Contemporary Management of Metastatic Renal Cell Carcinoma - Episode 2
Transcript: Daniel J. George, MD: What about adverse effects, Joe? Did you catch anything on that?
Chung-Han Lee, MD, PhD: Yeah. I mean in terms of adverse effects, there were no new adverse effects that were unexpected adverse effects that we would see from this type of combination. You know we certainly saw adverse effects related to being on a TKI [tyrosine kinase inhibitor]. We certainly saw adverse effects from being on an IO [immuno-oncology] agent, but it didn’t seem as if there were additive or synergistic adverse effects that arose out of this type of combination. These are adverse effects a lot of us are quite familiar with, so it could be managed fairly reasonably.
Daniel J. George, MD: Speaking of managing adverse effects on a combination like this—especially when they’re kind of additive and overlapping—Nizar, how do you handle that? A lot of people are concerned—do we need new steroids for everybody with diarrhea? What’s you plan on this?
Nizar M. Tannir, MD, FACP: When we’re treating a patient with a combination of a checkpoint inhibitor and TKI, the way we address this is to stop the TKI if it’s a diarrhea. Axitinib has a very short half-life, 4 hours, as we know. If the diarrhea is caused by axitinib, within a day or 2 days the diarrhea will improve, and you can spare those patients the corticosteroids. Obviously if it’s TKI-driven hypertension, you can hold the TKI and continue with the checkpoint, pembrolizumab.
I want to just add to what Bob said. You know you summarized it beautifully in, I think, 1 minute or 2 minutes, this is really impressive. I think the message from KEYNOTE-426 was that the hazard ratio was really impressive—0.53. We haven’t seen a hazard ratio for OS [overall survival] that low. The 1-year probability of survival was 90% in the combination of pembrolizumab with axitinib and 78% with sunitinib, and I think that’s impressive.
If we look at the breakdown of the risk factors, the IMDC [International Metastatic Renal Cell Carcinoma Database Consortium] risk factors, about one-third in fact—32% of those patients on that trial—had favorable risk biopsy. That, in my opinion, is an important consideration, and it explains the long median PFS [progression-free survival] of 11 months with sunitinib and 15 with a combination. We need to really take that into account and remember those details to try to really explain the impressive results.

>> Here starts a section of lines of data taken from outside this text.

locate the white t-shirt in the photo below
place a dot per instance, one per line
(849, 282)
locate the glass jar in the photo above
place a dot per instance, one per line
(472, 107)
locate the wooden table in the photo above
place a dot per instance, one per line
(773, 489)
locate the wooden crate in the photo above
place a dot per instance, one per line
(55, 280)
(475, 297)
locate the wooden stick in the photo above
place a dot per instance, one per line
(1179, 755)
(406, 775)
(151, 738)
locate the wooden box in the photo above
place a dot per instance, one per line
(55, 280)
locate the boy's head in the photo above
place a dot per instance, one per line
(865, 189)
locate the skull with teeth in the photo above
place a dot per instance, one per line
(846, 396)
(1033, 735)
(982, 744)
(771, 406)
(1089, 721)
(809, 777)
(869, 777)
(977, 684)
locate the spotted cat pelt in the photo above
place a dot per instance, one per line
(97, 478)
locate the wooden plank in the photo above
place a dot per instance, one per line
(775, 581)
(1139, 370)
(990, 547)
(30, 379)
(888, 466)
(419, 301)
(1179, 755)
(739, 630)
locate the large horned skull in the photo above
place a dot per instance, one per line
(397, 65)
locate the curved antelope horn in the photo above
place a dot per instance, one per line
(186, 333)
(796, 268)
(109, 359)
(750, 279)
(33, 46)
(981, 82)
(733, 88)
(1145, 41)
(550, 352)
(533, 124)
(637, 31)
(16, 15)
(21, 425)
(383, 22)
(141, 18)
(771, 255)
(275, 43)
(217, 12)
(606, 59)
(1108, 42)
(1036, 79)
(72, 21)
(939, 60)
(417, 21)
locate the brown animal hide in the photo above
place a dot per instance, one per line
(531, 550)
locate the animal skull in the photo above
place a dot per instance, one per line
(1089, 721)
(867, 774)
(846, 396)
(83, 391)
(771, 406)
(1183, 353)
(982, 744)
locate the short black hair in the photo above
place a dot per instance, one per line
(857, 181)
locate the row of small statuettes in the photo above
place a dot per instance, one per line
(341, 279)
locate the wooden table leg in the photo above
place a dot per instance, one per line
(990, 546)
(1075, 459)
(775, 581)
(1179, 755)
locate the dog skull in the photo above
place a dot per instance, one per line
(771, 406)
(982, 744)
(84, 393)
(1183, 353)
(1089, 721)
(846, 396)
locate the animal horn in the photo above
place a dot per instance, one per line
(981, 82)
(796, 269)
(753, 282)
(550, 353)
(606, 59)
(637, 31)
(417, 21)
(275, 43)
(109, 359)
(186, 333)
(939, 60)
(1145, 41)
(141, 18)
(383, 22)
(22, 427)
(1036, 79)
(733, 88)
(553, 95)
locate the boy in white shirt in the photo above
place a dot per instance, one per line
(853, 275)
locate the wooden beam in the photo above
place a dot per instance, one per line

Dan, you mentioned the other phase III trial that was also presented—the subgroup analysis—at ASCO GU [American Society of Clinical Oncology Genitourinary Cancers Symposium] and then obviously the primary analysis was at ESMO [European Society for Medical Oncology] 2018 with JAVELIN Renal 101 phase III trial. Both have relatively short median follow-up of 12.8 months. I think we really need to see longer follow-up with these 2 trials to see the curve for PFS at the landmark analysis of, say, not just 12 months but 24 months, 30 months, and 36 months, to really see if we’re going to see a plateau for PFS and OS with these checkpoint inhibitors and TKI as combinations.
Chung-Han Lee, MD, PhD: Kind of adding to that, I think 1 of the things also to consider about these trials—especially for these large phase IIIs—is the geographic distribution of patients. Especially if we’re looking at OS type of analysis, what is their access to checkpoint inhibitors down the line?
Although the results of the KEYNOTE-426 trial are fairly impressive—showing very, very early OS benefit—there was a substantial population that was treated overseas in areas in which it’s less clear what their access to downstream checkpoint inhibitors may have been.
Nizar M. Tannir, MD, FACP: That’s very important.
Daniel J. George, MD: It’s a good point, but I’m glad you brought up this hazard ratio. This is really impressive. This was an interim analysis and hazard ratio of 0.5, which really makes a dramatic difference. And what it’s telling me is that these are the 1 in 5 patients who are dying by a year. Some of these patients, whether they have access or not, don’t have time to get to that second-line therapy. They’re running into medical complications and issues before they ever get there. We know that in the real-world practice, a lot of patients—even in the United States and other countries where there’s access to second-line therapy—never get there. If you don’t know this is a relatively symptomatic, intermediate, high-risk patient, you don’t know if they’re going to make it to second line, so use your best combination up front because you have the best chance of being alive at 1 year. I think that’s a pretty compelling argument.
Chung-Han Lee, MD, PhD: I definitely agree. I think that a lot of what the data really suggests is that we really do have to use whatever is the most effective up front, because people sometimes don’t make it to second-line therapy, and this is a real phenomenon that we have to keep in mind.
Nizar M. Tannir, MD, FACP: I mean, several studies have shown that only about 60% of patients go from first line to second line. I really think you need to treat your patients with the best therapy available up front, because 40% of them will not have a chance to get to second line.